The importance of soft skills was something Brennan learned in one of his early assignments directing a 200-person band. “The students asked, ‘Why do you hate us?” There was no microphone, so I was yelling. I watched a video of the rehearsal with the sound turned down, and I realized I was so focused I needed to remember to smile.”  

“Being direct can be a wonderful strength, but you need to know how to moderate it,” says Brennan. “Drum majors are part of the staff. They teach, they lead rehearsals. If something is going wrong in rehearsal and I’m working with another section, they can stop the rehearsal and address the issue. That allows them to practice teaching.”  

Just because there’s marching involved doesn’t mean musicality gets cut from the score. “Marching is just giving music a motion,” says Hulslander. “When we march, we step on the beat. It adds flair to the music. I’m a big perfectionist. Every measure, every note needs to be perfectly rhythmically aligned, or I will be disappointed.”  

While the musicians in the band need to know their parts, Hulslander and Emalie Caccia, need to know all the parts. “Dr. Brennan arranges and creates new pieces for the marching band,” Hulslander says. “We get them two days before the band arrives on campus. For two days, we’re score studying time, tempo, and meter changes. Who has what melody.”  

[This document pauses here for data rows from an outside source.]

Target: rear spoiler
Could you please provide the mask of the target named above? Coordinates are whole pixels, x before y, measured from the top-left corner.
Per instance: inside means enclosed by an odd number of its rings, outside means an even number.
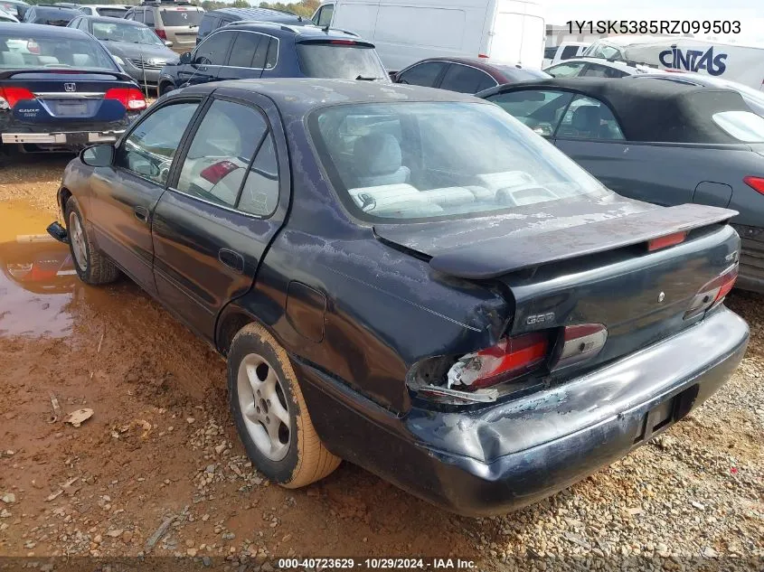
[[[496,237],[436,254],[430,258],[429,266],[461,278],[495,278],[550,262],[614,250],[724,222],[736,214],[737,211],[702,204],[653,209],[542,234]]]
[[[102,75],[113,76],[123,81],[134,81],[134,80],[123,71],[112,71],[110,70],[77,70],[72,68],[45,68],[42,70],[0,70],[0,80],[7,80],[21,73],[43,73],[43,74],[66,74],[71,75]]]

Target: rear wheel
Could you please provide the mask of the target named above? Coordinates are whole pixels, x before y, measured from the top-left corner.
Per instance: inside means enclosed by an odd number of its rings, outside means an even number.
[[[233,338],[228,386],[239,436],[263,474],[294,489],[337,468],[341,460],[316,435],[287,352],[261,325]]]
[[[77,199],[69,198],[64,214],[69,234],[69,249],[71,251],[71,259],[74,261],[77,276],[86,284],[99,285],[114,282],[119,277],[119,270],[88,237],[85,220]]]

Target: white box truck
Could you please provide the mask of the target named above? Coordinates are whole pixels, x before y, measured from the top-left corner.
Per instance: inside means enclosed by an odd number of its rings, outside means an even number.
[[[533,0],[329,0],[313,23],[373,42],[389,71],[448,56],[541,69],[546,36],[543,6]]]

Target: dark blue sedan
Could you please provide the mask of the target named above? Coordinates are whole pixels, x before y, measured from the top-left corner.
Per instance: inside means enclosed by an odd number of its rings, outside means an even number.
[[[226,357],[247,453],[286,487],[346,459],[506,511],[686,416],[748,342],[733,211],[620,197],[455,92],[187,88],[58,200],[81,280],[124,273]]]
[[[222,80],[335,78],[389,83],[373,44],[344,30],[239,22],[167,64],[159,93]]]
[[[137,85],[80,30],[0,24],[4,151],[80,149],[114,142],[146,108]]]

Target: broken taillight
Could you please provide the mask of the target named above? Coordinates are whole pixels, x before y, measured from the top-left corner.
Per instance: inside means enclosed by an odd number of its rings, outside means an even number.
[[[690,308],[684,313],[684,319],[693,318],[721,304],[738,279],[738,265],[735,263],[718,277],[707,282],[693,298]]]
[[[601,324],[565,326],[562,349],[552,370],[561,370],[596,356],[608,341],[608,328]]]
[[[462,356],[448,370],[448,387],[488,388],[540,366],[549,352],[549,334],[533,332],[504,338],[495,346]]]

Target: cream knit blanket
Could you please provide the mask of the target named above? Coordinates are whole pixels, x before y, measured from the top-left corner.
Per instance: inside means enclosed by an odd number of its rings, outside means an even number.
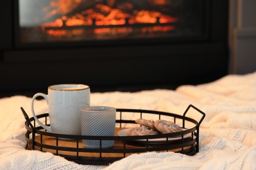
[[[93,93],[91,98],[91,105],[181,114],[192,104],[206,113],[200,126],[200,152],[194,156],[147,152],[109,166],[94,166],[79,165],[51,153],[26,150],[20,108],[32,116],[31,98],[13,96],[0,99],[0,169],[256,169],[256,72],[182,86],[176,90]],[[45,101],[37,101],[35,107],[38,114],[47,112]],[[194,119],[200,116],[190,115]]]

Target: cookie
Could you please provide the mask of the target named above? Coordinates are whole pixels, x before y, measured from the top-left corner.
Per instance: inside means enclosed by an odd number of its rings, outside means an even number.
[[[142,136],[157,135],[158,132],[152,130],[147,127],[141,126],[129,128],[127,131],[127,136]]]
[[[148,127],[148,128],[154,130],[156,130],[156,128],[154,126],[154,120],[146,120],[142,118],[138,118],[135,120],[135,122],[141,124],[142,126]]]
[[[163,133],[169,133],[181,131],[182,129],[177,124],[164,120],[155,121],[154,126],[160,132]]]

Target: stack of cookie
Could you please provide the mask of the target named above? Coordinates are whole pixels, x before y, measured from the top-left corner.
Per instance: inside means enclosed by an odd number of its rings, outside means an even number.
[[[142,126],[132,128],[128,129],[128,136],[152,135],[159,133],[169,133],[181,131],[182,129],[177,124],[164,120],[146,120],[139,118],[135,122]]]

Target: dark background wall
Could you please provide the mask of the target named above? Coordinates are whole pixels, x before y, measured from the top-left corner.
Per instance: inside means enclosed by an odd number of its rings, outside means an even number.
[[[16,46],[14,1],[0,3],[2,96],[31,95],[60,83],[86,84],[93,92],[175,89],[227,74],[228,1],[205,1],[209,27],[202,41],[35,48]]]

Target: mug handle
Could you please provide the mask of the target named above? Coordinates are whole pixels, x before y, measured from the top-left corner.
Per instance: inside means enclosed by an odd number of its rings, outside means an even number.
[[[47,131],[49,131],[50,132],[52,132],[52,129],[51,128],[51,126],[46,126],[46,125],[43,124],[42,122],[41,122],[40,120],[38,120],[37,116],[35,114],[35,112],[34,112],[34,110],[33,110],[33,102],[34,102],[35,98],[39,97],[39,96],[41,96],[43,98],[45,98],[46,99],[46,101],[47,102],[47,105],[49,105],[49,98],[48,98],[48,95],[47,95],[42,94],[42,93],[37,93],[37,94],[35,94],[33,96],[32,103],[31,103],[31,109],[32,109],[32,111],[33,117],[34,118],[35,121],[37,121],[37,122],[41,126],[42,126],[45,129],[46,129],[46,130],[47,130]]]

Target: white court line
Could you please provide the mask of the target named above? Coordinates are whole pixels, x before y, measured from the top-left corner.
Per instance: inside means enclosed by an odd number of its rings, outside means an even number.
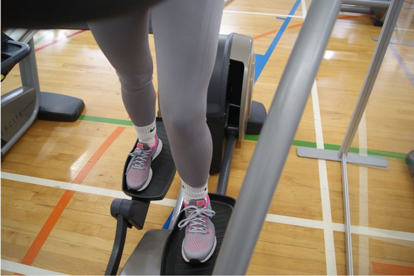
[[[277,13],[267,13],[266,12],[244,12],[238,10],[224,10],[224,12],[229,13],[240,13],[243,14],[254,14],[255,15],[269,15],[270,16],[280,17],[293,17],[294,18],[303,18],[303,17],[301,15],[289,15],[286,14],[279,14]]]
[[[366,134],[366,116],[365,112],[358,128],[359,143],[359,154],[368,155],[368,144]],[[368,168],[359,166],[359,223],[361,226],[368,226]],[[358,254],[358,274],[360,275],[369,274],[369,238],[362,235],[359,237],[359,251]]]
[[[301,1],[303,21],[306,17],[306,3],[305,0]],[[316,80],[313,81],[311,91],[313,118],[315,120],[315,132],[316,136],[316,146],[323,149],[323,136],[322,132],[322,122],[320,117],[320,109],[318,96]],[[329,195],[329,185],[328,183],[328,173],[326,169],[326,161],[318,160],[319,170],[319,182],[320,185],[320,198],[322,205],[322,217],[323,220],[323,235],[325,242],[325,259],[326,262],[326,274],[328,275],[337,274],[336,267],[336,255],[335,252],[335,241],[332,228],[332,215],[331,212],[331,202]]]
[[[1,259],[1,269],[24,275],[67,275],[51,270]]]
[[[110,189],[105,189],[105,188],[94,187],[91,186],[88,186],[87,185],[75,184],[72,183],[69,183],[69,182],[57,181],[50,179],[39,178],[37,177],[17,175],[3,172],[2,172],[1,173],[1,178],[9,180],[20,181],[21,182],[30,183],[32,184],[47,186],[54,188],[59,188],[64,190],[76,191],[76,192],[81,192],[103,195],[111,197],[115,197],[116,198],[124,198],[128,199],[131,199],[130,197],[121,191],[117,191]],[[164,198],[162,200],[157,201],[156,204],[165,206],[174,207],[176,206],[176,200]]]
[[[342,223],[334,222],[332,223],[332,226],[334,231],[345,232],[345,226]],[[352,234],[371,236],[373,238],[383,238],[410,242],[414,241],[414,233],[408,232],[388,230],[357,225],[351,226],[351,232]]]
[[[74,184],[68,182],[63,182],[39,178],[27,175],[2,172],[1,178],[20,182],[24,182],[30,184],[46,186],[59,189],[70,190],[81,192],[85,192],[92,194],[96,194],[114,198],[130,199],[123,192],[109,189],[104,189],[86,185]],[[84,187],[84,188],[82,188]],[[151,202],[152,204],[162,205],[166,206],[174,207],[175,206],[176,200],[164,198],[162,200]],[[266,216],[266,221],[270,222],[293,225],[295,226],[309,227],[316,229],[323,229],[325,227],[324,223],[321,221],[302,218],[287,216],[281,216],[268,214]],[[345,228],[343,224],[333,223],[331,228],[335,231],[344,232]],[[404,240],[414,241],[414,233],[404,232],[393,230],[387,230],[378,228],[370,228],[357,226],[351,226],[351,230],[353,233],[379,237],[384,238],[397,239]]]
[[[322,122],[320,118],[320,110],[319,109],[319,101],[318,96],[316,80],[313,81],[311,93],[312,106],[313,108],[313,118],[315,120],[315,132],[316,136],[316,147],[318,149],[323,149]],[[326,274],[328,275],[336,275],[337,273],[335,242],[334,239],[333,229],[332,228],[332,216],[331,212],[331,202],[330,199],[326,161],[318,159],[318,162],[319,171],[319,182],[320,185],[322,217],[323,219],[323,235],[325,240]]]

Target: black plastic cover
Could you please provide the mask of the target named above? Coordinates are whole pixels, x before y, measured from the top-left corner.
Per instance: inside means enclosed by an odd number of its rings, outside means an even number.
[[[85,104],[82,99],[62,94],[40,92],[39,120],[75,122],[82,113]]]

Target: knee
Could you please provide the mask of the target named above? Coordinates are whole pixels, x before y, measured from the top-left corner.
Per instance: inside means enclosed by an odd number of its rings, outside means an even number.
[[[126,72],[117,71],[119,81],[123,87],[128,91],[139,91],[152,83],[153,67],[140,68],[135,72]]]

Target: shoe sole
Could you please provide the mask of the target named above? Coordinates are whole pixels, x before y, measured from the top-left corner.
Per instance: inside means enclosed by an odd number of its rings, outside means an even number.
[[[155,151],[155,154],[154,154],[154,157],[152,158],[151,160],[151,161],[154,161],[154,159],[159,155],[160,153],[161,152],[161,151],[162,150],[162,142],[161,141],[161,139],[158,140],[159,143],[158,145],[158,146],[156,148],[156,150]],[[152,169],[149,168],[149,175],[148,175],[148,179],[147,180],[147,181],[145,182],[145,184],[144,184],[144,186],[140,188],[139,190],[137,190],[137,192],[141,192],[149,184],[149,182],[151,182],[151,179],[152,178]]]
[[[197,261],[198,261],[200,263],[204,263],[206,261],[210,259],[210,257],[212,256],[213,253],[214,253],[214,251],[216,250],[216,246],[217,245],[217,238],[216,237],[214,237],[214,245],[213,246],[213,248],[211,250],[211,251],[209,253],[209,254],[207,255],[207,257],[205,257],[204,259],[200,261],[196,259],[192,259],[190,260],[189,260],[185,257],[185,254],[184,253],[184,248],[183,247],[183,245],[181,245],[181,255],[183,255],[183,258],[184,259],[184,261],[188,263],[193,263],[193,262],[197,262]]]

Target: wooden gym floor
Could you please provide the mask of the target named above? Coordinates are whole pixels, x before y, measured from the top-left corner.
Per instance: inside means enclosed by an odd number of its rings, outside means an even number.
[[[271,52],[256,68],[253,95],[268,109],[310,4],[234,0],[225,9],[222,33],[251,36],[257,54]],[[411,12],[403,8],[393,39],[414,41]],[[296,154],[298,146],[338,148],[380,31],[371,16],[338,18],[248,274],[346,274],[340,164]],[[42,91],[81,98],[86,108],[74,122],[36,120],[2,158],[1,273],[102,275],[115,231],[109,206],[126,197],[121,180],[135,132],[115,71],[90,31],[42,30],[34,41]],[[355,274],[414,274],[414,180],[404,160],[414,149],[413,50],[389,46],[353,144],[389,163],[348,167]],[[20,85],[16,67],[2,94]],[[254,138],[235,151],[228,195],[235,198]],[[210,178],[210,191],[217,178]],[[179,188],[176,176],[166,199],[151,205],[144,229],[128,230],[121,267],[145,230],[162,227]]]

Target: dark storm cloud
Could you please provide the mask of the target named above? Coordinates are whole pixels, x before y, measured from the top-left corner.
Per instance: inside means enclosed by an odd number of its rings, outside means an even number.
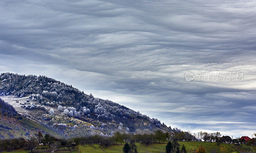
[[[250,135],[256,9],[253,1],[2,1],[0,70],[47,75],[172,127]],[[187,71],[244,74],[187,82]]]

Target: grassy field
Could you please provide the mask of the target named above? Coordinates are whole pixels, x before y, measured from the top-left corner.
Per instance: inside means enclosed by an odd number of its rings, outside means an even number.
[[[47,133],[57,138],[61,137],[60,135],[51,129],[25,117],[21,120],[18,120],[13,117],[1,116],[0,118],[0,125],[10,129],[6,129],[0,128],[0,136],[2,138],[23,136],[27,139],[29,136],[34,136],[35,133],[39,130],[43,131],[43,134]]]
[[[220,151],[220,148],[221,147],[225,147],[228,150],[228,153],[237,153],[235,148],[227,144],[222,144],[218,148],[216,143],[205,143],[204,142],[179,142],[180,145],[180,148],[182,145],[184,144],[187,149],[188,153],[194,153],[195,149],[197,149],[198,147],[202,145],[205,149],[207,153],[210,152],[211,150],[213,148],[216,149],[217,151]],[[150,153],[161,153],[162,151],[165,152],[165,147],[166,143],[155,144],[148,146],[147,147],[145,144],[137,143],[136,144],[137,147],[138,152],[145,153],[146,150]],[[123,144],[113,145],[105,148],[104,146],[100,145],[84,145],[79,146],[80,153],[103,153],[100,147],[102,147],[108,153],[121,153],[123,152]]]
[[[216,143],[206,143],[204,142],[179,142],[181,148],[184,144],[187,149],[188,153],[194,153],[195,149],[197,149],[198,147],[202,145],[205,149],[207,153],[210,153],[211,150],[215,148],[217,151],[220,152],[220,148],[224,147],[228,150],[228,153],[238,153],[236,149],[226,144],[222,144],[218,148]],[[147,150],[150,153],[161,153],[165,152],[165,147],[166,143],[156,143],[148,146],[147,147],[143,143],[137,143],[137,150],[139,153],[145,153]],[[80,153],[104,153],[101,148],[108,153],[123,153],[122,145],[115,145],[106,148],[104,146],[100,144],[86,145],[79,146]],[[255,147],[253,149],[256,149]],[[256,150],[256,149],[255,149]],[[73,153],[78,153],[78,151],[73,151]],[[3,152],[4,153],[28,153],[28,151],[22,149],[16,150],[11,152]]]

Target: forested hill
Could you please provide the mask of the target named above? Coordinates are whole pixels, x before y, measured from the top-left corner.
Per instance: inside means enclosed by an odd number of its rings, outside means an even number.
[[[0,114],[3,115],[15,115],[18,113],[12,106],[0,98]]]
[[[84,117],[104,122],[121,123],[131,131],[135,131],[141,126],[149,129],[156,128],[171,130],[170,127],[167,127],[157,119],[150,118],[108,100],[94,98],[91,94],[86,94],[71,85],[45,76],[5,73],[0,75],[0,96],[29,96],[40,104],[36,107],[33,105],[28,108],[26,106],[26,108],[44,109],[44,106],[51,106],[77,118]],[[139,119],[147,121],[148,123],[146,125],[135,124],[135,121]]]

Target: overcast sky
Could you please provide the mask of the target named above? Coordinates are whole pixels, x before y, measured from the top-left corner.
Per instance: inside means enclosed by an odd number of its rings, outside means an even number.
[[[45,75],[172,128],[256,132],[255,1],[0,1],[0,72]]]

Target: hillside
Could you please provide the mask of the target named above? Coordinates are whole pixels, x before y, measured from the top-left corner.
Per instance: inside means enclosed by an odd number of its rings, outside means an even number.
[[[0,97],[19,113],[65,137],[173,130],[157,119],[45,76],[5,73],[0,82]]]
[[[18,114],[13,107],[0,98],[0,137],[1,139],[23,136],[28,139],[40,130],[56,137],[61,136],[51,129]]]

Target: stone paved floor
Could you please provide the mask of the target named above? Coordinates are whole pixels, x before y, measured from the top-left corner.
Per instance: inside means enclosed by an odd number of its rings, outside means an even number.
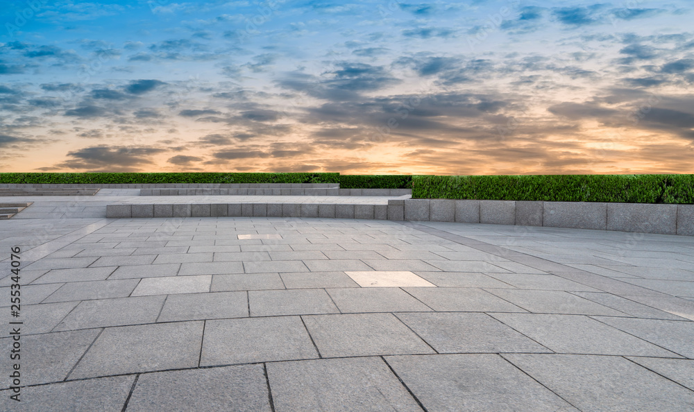
[[[141,196],[139,189],[102,189],[93,196],[22,196],[21,201],[33,202],[31,207],[13,219],[98,218],[106,216],[107,205],[156,203],[329,203],[336,205],[387,205],[389,199],[403,196]],[[20,201],[16,196],[0,196],[0,203]]]
[[[0,410],[694,409],[692,237],[39,217],[0,221]]]

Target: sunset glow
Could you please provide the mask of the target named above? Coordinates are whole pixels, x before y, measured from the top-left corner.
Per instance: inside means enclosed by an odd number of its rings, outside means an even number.
[[[684,0],[8,2],[0,172],[691,173],[693,17]]]

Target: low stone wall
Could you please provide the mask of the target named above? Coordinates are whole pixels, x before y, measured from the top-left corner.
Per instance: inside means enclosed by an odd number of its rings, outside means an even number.
[[[693,205],[450,199],[407,199],[402,202],[403,218],[406,221],[694,236]],[[397,204],[393,203],[393,205]]]
[[[396,199],[388,205],[109,205],[108,218],[313,217],[491,223],[694,236],[694,205]]]
[[[96,184],[62,184],[42,183],[36,184],[0,184],[6,187],[81,188],[99,189],[291,189],[339,187],[339,183],[122,183]]]
[[[382,219],[386,205],[317,203],[176,203],[171,205],[108,205],[108,218],[171,217],[306,217]]]
[[[231,189],[142,189],[142,196],[400,196],[412,194],[409,189],[339,189],[339,187],[271,187]]]

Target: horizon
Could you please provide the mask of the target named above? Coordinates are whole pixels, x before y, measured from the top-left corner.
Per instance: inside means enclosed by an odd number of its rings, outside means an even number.
[[[28,0],[0,173],[694,173],[693,8]]]

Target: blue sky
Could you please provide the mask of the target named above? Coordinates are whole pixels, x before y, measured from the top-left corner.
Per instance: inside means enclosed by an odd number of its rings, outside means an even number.
[[[691,4],[13,1],[0,171],[694,173]]]

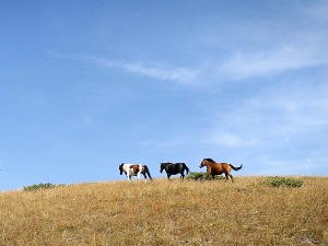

Turning the written score into a live performance takes focus. “Before I get on the field, I need to be in the right mindset,” says Hulslander. “I’m here to have fun, lead others, and make beautiful music. I might need to take a moment to refresh to get into that mindset. It’s hard to make sure everyone is on the same page. When you’re working with one section, it’s hard to keep everyone else engaged. It’s giving everyone a task. Making sure everyone is focused on the then and there.”

“We practice a lot to have the 10 minutes of fame,” she adds. “And when the 10 minutes are over, everyone is so proud of themselves.”  

A May 2024 graduate, Hulslander feels well-prepared for student teaching in the spring semester. “I’ve learned so much about how to lead a rehearsal, talk to students, and set high expectations.”  

In addition to marching band, Hulslander maintains her own musical chops on saxophone. “A recital is challenging. It takes a lot of time to find repertoire, practice it, and to really know the music. The dots on the page are just an outline. To express it how the composer wanted it expressed is a whole other level.”  

All of my students will be my peers in four years or less

“All of my students will be my peers in four years or less,” says Brennan. “With Kaycee, I can call her in the office and ask, ‘What would you do?’ ”  

Hulslander recalls how her own view of the band grew over her Mansfield experience. “At first, I just wanted to be in band because it’s fun. But later, I also wanted to be in a band because we’re making something beautiful, and we can express different things. Nothing in the band is about me. It’s about us. It’s about making something bigger than ourselves.”  

“The connections I made at Mansfield will be long-lasting, forever,” says Hulslander. One connection is especially important. “At Mansfield, I met the person I’m going to be with. Because of music, I met my fiancée, Jeremy Jacobus, a percussion major, who proposed to me last April.”